This is my first time installing Arch Linux, and first time installing a Linux distro (apart from WSL ofc) in an actual pc or laptop for the past 3 or 4 years? Last time it's installing a Ubuntu somewhere.
To be frank before doing this, I have absolutely no idea what to do after selecting the USB drive from the boot menu. It is also a unknown field for me of how hardware boot OS and specifically Linux.
Thanks to the Internet. I get most steps from Installation Guide and ChatGPT, and from some Reddit posts as well. Some information here may not be correct or precise.
Download image from a mirror site
The ISO image contains:
- A mini Linux environment that can run directly from a USB stick (called a "live system")
- All the tools and files needed to install Arch
- A special structure that allows it to boot directly from the USB
This ISO will create a separate and bootable environment (the mini Arch "live system") to boot the computer and give me necessary tools to format disks, create partitions and actually install Arch Linux into the laptop.

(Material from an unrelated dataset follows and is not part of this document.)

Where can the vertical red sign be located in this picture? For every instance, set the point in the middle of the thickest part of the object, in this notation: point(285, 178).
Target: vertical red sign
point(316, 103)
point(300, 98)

Burn the ISO into USB drive with Rufus
Choose "ISO Image mode (Recommended)" when prompted after clicking "START".
Spamming F12 during start-up page with Lenovo LOGO to enter the Boot Menu
Select the USB drive we just burnt the ISO and press enter
Now we are in a mini live system with some tools. Next is to install the Arch Linux into the disk and make it so that when the laptop powers on, it automatically loads Arch Linux from the laptop disk.
So how do we make our laptop do this?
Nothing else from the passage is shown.